Lestrade veio correndo. Sherlock estendeu os braços para ele então e fez beicinho.

–Mike tá dodói e não pode me pegar no colo. Por favor?

O inspetor sorriu e piscou para o citado Holmes. Que ergueu as mãos e se desculpou:

–Vocês acostumaram ele mal. Eu vou providenciar um chá decente para os convidados. Por favor, Lestrade, continue com o gelo no lábio machucado.

Mas quando os Watsons chegaram, Sherlock estava correndo pela casa novamente. Ele veio quando ouviu a voz de John chamando:

–SHERLOCK! Chegamos!

–Estou indo!! - e assim que viu Watson, jogou o cavalo de pau em que estava “montado” e pulou nos braços dele.

John o ergueu e suas risadas se misturaram. Ele o beijou e segurou-o para Mary também beijar a bochecha corada. Mycroft saiu da cozinha:

–Bem vindos. Chegaram na hora. Precisamos alimentar o pequeno tormento.

–Pequena Ameaça. Eu sou o Capitão Pequena Ameaça, aquele que destrói os seus móveis e acaba com seu sossego! - riu Sherlock enquanto John se sentava na cadeira com ele.

–Acredito nisso. O que você quer comer? A boquinha ainda dói?

–Mycroft, não tem mais pão de canela?

–Tem cheesecake de morango, que é tão macio quanto.

Lestrade se recostou na cadeira, assistindo. John e Mary faziam o papel de pais dedicados, como seguramente seriam para sua própria filha, enquanto Mycroft se retraía, em seu disfarce de irmão sem coração, mas claramente enciumado. Sherlock era ele mesmo, adorando ser paparicado.

Depois do lanche, John foi rolar com Sherlock e brincaram muito. Na hora do jantar a mesma coisa. Mary lhe dava pequenos bocados do seu próprio prato, enquanto ele brincava perto dela. Cantaram trechos de músicas infantis. A família perfeita.

Enquanto todos assistiam à TV, mais tarde, Mycroft se retirou para a biblioteca. Depois de trabalhar um pouco, ele pegou um livro, para focar os pensamentos. Foi quando Lestrade abriu a porta para Sherlock passar. Mycroft ouviu quando todos se despediram dele.

–O que foi, tormento?

–Você não vai trabalhar amanhã, vai?

–Não, não vou, Sherlock.

–Então hoje eu posso dormir com você?

–Achei que você ia querer dormir com John. Ou de novo com o Greg.

–Eu quero dormir com você. Benny também quer. - Ele mostrou a lontra de pelúcia.

Mycroft suspirou.

–Oh, céus, está bem. Já escovou os dentes?

–Sim! E John colocou a fralda junto com o pijama.

–Vou ler enquanto o meu sono não chega. Quer que eu leia algo pra você dormir?

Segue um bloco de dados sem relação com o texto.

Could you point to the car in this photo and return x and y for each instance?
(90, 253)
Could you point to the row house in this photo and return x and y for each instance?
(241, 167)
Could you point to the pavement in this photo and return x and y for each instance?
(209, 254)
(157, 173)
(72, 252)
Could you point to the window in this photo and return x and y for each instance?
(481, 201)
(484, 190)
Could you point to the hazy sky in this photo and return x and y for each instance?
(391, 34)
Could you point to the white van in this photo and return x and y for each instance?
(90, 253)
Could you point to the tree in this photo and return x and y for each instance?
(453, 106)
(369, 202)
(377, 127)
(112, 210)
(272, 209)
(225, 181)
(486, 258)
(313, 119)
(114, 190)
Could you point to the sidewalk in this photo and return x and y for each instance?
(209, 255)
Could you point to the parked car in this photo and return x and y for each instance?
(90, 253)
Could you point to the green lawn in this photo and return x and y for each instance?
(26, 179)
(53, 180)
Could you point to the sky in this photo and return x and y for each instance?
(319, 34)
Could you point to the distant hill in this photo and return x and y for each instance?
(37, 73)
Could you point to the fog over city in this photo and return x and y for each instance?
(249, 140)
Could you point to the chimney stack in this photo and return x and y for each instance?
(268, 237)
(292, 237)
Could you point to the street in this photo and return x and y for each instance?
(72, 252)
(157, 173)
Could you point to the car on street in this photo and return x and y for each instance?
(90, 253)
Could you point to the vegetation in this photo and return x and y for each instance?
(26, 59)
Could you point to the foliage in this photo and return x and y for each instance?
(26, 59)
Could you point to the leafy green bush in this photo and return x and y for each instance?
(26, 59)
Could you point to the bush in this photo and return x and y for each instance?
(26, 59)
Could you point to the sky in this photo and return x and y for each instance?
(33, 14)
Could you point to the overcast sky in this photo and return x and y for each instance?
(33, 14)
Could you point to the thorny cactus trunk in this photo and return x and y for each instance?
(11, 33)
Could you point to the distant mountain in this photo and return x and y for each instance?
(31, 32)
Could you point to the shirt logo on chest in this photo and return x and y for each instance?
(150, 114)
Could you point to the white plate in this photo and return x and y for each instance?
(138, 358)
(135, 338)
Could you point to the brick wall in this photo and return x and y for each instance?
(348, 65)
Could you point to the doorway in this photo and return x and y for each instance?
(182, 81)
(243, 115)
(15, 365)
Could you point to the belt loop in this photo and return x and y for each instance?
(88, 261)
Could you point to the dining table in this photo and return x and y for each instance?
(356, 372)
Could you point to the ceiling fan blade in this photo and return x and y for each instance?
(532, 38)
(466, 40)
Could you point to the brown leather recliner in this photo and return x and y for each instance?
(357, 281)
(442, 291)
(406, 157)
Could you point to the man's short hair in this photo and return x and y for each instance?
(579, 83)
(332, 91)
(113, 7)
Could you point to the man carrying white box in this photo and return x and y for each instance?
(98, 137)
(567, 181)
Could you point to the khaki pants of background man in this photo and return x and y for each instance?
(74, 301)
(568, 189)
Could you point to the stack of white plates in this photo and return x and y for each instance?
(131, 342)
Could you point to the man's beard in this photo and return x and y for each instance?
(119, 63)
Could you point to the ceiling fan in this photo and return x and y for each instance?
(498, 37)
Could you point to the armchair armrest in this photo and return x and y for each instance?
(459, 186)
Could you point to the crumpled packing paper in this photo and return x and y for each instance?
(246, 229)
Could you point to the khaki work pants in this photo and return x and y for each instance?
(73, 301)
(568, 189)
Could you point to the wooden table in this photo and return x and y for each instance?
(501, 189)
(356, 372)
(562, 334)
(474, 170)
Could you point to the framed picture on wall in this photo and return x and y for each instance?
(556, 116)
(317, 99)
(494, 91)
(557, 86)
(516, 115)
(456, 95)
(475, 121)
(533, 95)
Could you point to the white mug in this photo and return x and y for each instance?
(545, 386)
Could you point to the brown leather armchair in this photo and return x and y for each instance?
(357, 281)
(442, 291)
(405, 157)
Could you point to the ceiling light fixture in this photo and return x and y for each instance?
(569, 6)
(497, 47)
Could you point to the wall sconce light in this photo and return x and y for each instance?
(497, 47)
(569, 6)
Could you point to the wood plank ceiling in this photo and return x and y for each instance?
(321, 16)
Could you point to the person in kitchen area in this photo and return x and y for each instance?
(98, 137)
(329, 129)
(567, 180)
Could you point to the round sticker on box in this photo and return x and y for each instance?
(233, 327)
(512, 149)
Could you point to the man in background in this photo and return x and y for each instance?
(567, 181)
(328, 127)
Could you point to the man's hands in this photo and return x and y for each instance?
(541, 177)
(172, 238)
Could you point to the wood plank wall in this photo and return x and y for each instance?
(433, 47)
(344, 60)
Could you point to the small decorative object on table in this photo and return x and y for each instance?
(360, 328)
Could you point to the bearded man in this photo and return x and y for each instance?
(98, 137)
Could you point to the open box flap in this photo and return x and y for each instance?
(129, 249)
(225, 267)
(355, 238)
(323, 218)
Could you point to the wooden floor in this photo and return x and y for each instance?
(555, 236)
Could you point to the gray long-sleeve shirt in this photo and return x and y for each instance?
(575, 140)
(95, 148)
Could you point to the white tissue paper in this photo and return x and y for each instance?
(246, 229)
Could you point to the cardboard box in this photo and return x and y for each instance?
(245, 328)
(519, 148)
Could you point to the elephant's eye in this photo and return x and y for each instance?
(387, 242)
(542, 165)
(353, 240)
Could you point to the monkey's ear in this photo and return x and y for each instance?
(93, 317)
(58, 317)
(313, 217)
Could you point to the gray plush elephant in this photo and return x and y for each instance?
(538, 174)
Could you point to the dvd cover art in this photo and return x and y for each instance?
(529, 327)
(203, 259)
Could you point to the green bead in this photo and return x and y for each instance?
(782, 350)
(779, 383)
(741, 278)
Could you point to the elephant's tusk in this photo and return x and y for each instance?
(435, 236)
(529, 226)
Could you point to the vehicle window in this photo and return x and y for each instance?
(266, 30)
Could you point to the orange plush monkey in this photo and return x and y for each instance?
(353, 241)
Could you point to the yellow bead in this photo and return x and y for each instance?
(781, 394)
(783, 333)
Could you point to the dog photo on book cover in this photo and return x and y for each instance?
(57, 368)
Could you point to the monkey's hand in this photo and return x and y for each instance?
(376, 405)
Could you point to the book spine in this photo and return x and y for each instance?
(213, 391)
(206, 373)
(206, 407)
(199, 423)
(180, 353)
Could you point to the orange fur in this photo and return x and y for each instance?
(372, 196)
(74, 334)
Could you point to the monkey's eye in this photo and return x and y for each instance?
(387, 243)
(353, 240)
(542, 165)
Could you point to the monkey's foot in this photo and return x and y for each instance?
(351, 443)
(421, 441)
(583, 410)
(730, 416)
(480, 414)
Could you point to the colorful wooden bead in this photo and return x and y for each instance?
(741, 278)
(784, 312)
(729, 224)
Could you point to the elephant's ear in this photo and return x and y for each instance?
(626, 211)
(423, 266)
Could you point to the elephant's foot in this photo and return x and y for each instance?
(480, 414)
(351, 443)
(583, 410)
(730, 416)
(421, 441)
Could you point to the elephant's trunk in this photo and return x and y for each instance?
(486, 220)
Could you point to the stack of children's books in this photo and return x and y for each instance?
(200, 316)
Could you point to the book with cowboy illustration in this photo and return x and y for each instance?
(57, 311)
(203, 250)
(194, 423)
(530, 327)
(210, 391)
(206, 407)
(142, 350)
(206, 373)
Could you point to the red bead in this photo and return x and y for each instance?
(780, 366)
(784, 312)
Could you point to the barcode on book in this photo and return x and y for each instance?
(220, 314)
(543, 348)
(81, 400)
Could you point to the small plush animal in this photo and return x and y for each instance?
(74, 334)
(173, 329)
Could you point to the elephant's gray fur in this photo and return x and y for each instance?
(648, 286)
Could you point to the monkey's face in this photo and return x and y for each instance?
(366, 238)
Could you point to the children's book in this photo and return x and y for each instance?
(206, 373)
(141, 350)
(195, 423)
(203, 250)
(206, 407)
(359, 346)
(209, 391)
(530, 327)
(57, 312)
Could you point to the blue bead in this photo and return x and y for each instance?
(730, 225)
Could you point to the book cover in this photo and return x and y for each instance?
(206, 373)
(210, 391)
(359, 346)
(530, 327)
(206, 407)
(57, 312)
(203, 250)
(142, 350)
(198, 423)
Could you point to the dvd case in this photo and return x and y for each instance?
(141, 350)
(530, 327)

–Pode ler o Gigante Egoísta de novo? (¹)

–Claro! Venha, meu ombro machucado é o esquerdo.

Sherlock nunca dormia antes do final. Mas bocejou e se ajeitou, fechando os olhos tão logo Mycroft terminou a história. O Holmes mais velho se sentiu revigorado e focado depois disso e continuou trabalhando mais um pouco de madrugada.

N/A: (¹) O Gigante Egoísta, Oscar Wilde.